About AfriSIG

What we do

The African School on Internet Governance (AfriSIG) is an annual five-day residential course, run by the Association for Progressive Communications.

Our goal is to develop a pipeline of leading Africans from diverse sectors, backgrounds and ages with the skills to participate in local and international internet governance structures, and shape the future of the internet landscape for Africa's development.

Drawing our faculty from leading African and international experts and role-players in the internet governance ecosystem, we provide a cutting-edge and African-centred curriculum, exposure to and hands-on experience in participating in internet governance mechanisms, as well as provide ongoing mentorship to our students.
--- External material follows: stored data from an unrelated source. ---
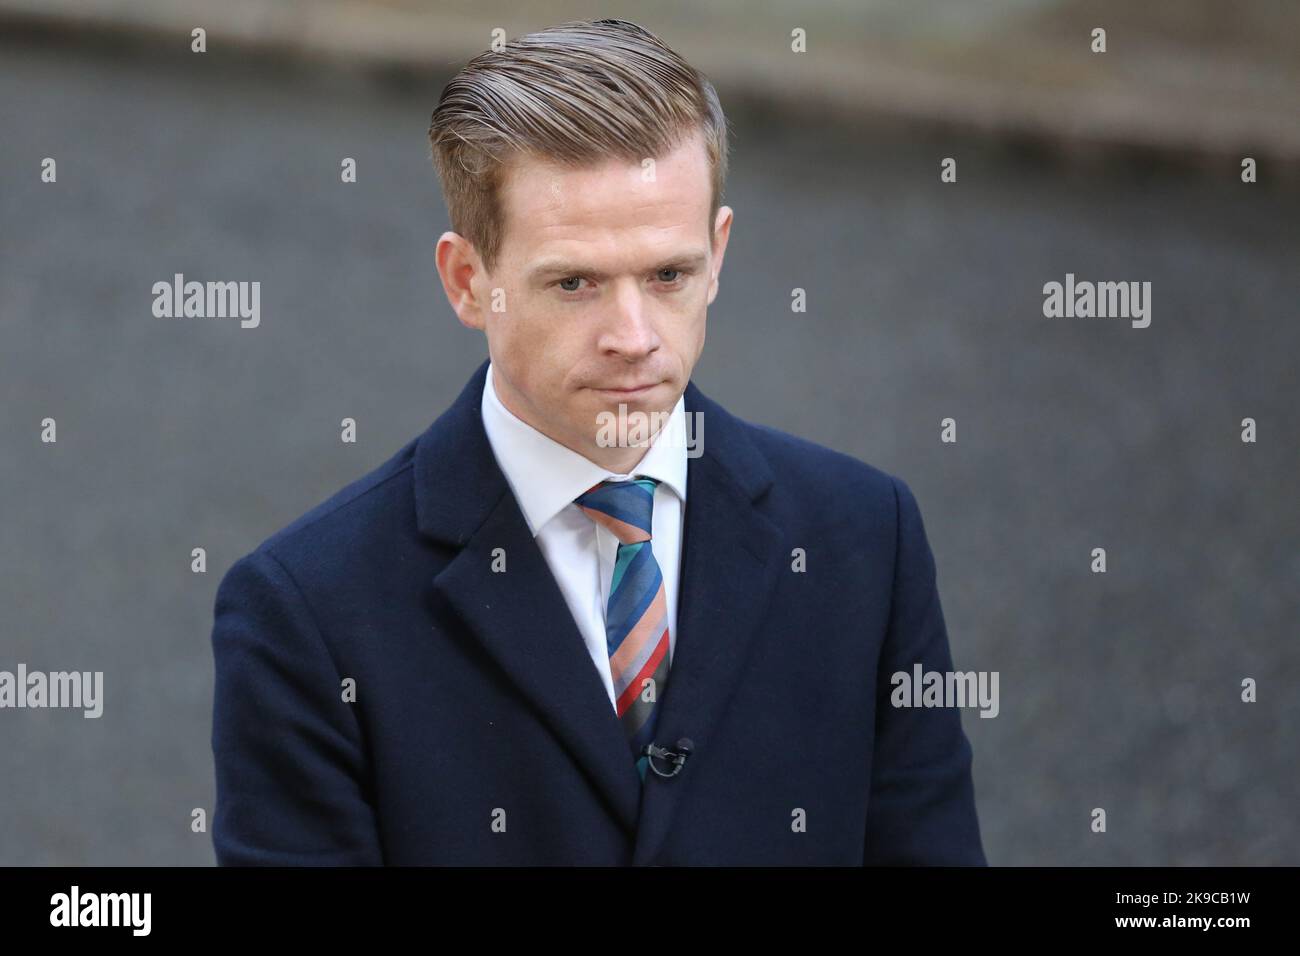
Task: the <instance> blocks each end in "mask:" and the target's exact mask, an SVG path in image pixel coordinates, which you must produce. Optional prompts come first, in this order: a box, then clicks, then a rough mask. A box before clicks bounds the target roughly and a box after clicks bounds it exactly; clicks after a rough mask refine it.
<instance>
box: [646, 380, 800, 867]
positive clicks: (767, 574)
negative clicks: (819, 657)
mask: <svg viewBox="0 0 1300 956" xmlns="http://www.w3.org/2000/svg"><path fill="white" fill-rule="evenodd" d="M685 406H686V414H688V416H689V419H690V420H694V421H695V423H697V425H695V440H697V441H699V444H701V447H702V453H703V454H701V455H699V457H698V458H693V459H690V464H689V468H688V476H686V516H685V536H684V538H682V555H681V579H680V584H679V601H677V640H676V646H675V649H673V657H672V666H671V667H669V670H668V682H667V685H666V688H664V691H663V696H662V697H660V700H659V718H658V724H656V727H655V737H656V739H655V743H656V744H659V745H660V747H668V748H672V747H673V745H675V744H676V741H677V740H679V737H690V740H692V743H693V744H694V753H693V756H692V757H690V760H688V761H686V765H685V767H682V770H681V775H680V777H679V778H671V779H663V778H659V777H656V775H655V774H654V773H653V771H650V770H647V771H646V779H645V786H643V791H642V796H641V814H640V819H638V826H637V844H636V851H634V853H633V860H632V862H633V865H645V864H650V862H653V860H654V858H655V856H656V853H658V852H659V848H660V847H662V845H663V842H664V839H666V838H667V835H668V831H669V829H671V822H672V817H673V813H675V812H676V810H677V806H679V804H680V803H681V800H682V799H684V795H685V792H686V791H688V790H689V787H690V780H692V765H690V761H692V760H694V761H707V760H708V758H710V757H708V750H710V747H711V745H712V744H714V741H715V735H714V732H715V730H716V727H718V726H719V723H720V721H722V717H723V713H724V710H725V708H727V704H728V701H729V700H731V696H732V691H735V688H736V684H737V683H738V679H740V674H741V672H742V671H744V670H745V666H744V665H745V661H746V658H748V656H749V650H750V644H751V640H753V637H754V633H755V632H757V630H758V626H759V622H761V620H762V618H763V613H764V610H766V606H767V601H768V600H770V597H771V594H772V591H774V589H775V585H776V578H777V574H779V571H780V568H781V567H783V563H784V559H783V544H781V537H783V535H781V529H780V528H779V527H777V525H776V524H774V523H772V522H771V520H770V519H768V518H766V516H764V515H763V514H762V512H761V511H758V510H757V507H755V502H757V501H758V499H759V498H761V497H762V496H763V494H764V493H766V490H767V489H768V488H770V486H771V484H772V475H771V470H770V468H768V466H767V462H766V459H764V458H763V457H762V455H761V454H759V453H758V450H757V449H755V447H754V446H753V444H751V442H750V440H749V438H748V436H746V434H745V425H744V423H741V421H738V420H737V419H735V418H733V416H732V415H731V414H729V412H727V411H725V410H724V408H723V407H722V406H719V405H716V403H715V402H712V401H710V399H708V398H706V397H705V395H703V394H702V393H701V392H699V390H698V389H697V388H695V386H694V385H693V384H692V385H688V386H686V393H685ZM697 773H698V771H697Z"/></svg>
Alumni are also plugged into a rich network of policy-makers, regulators and rights activists and experts invested in realising an open and secure internet that can be used to claim and secure our rights, develop our economies and improve our lives.

Through our rich course content and dynamic approach to teaching and learning, as well as the institutional support of leading African and global ICT institutions, AfriSIG is widely reputed as a key institution for the sustainable development of internet governance leadership in Africa.

Our curriculum

Our curriculum is grounded in local to global internet governance issues, processes and practice, and is kept up-to-speed with major developments in the sector as they happen. Teaching and learning happens through a mixed model of lectures and seminars, peer learning, practical exercises, as well as exposure to and mentorship from African and global experts in the field.

The core curriculum includes an overview of the multidisciplinary dimensions of IG, emphasising a human rights-based and developmental approach towards how we grapple with and shape IG policy and practice, from the global level right down to the country level. Some of the topics covered in our curriculum include:

  • Internet governance, human rights and development.
  • Internet resource management, governance institutions and multi-stakeholder decision-making.
  • The technological, legal and policy dimensions to internet governance.
  • The internet economy and the domain name market.
  • Grappling with multilingualism, local content and harmful use of the internet.

Hands-on learning is a central part of our practice, and participants undergo a rigorous practicum exercise through which they are better equipped to understand the complexity of negotiating and developing a collaborative position statement on a current internet governance topic. Through the integration of these current internet governance affairs into the main body of the curriculum, participants are brought into the major country-to-global internet governance debates, and gain the capacity to input directly into these debates at the various IGFs they participate in.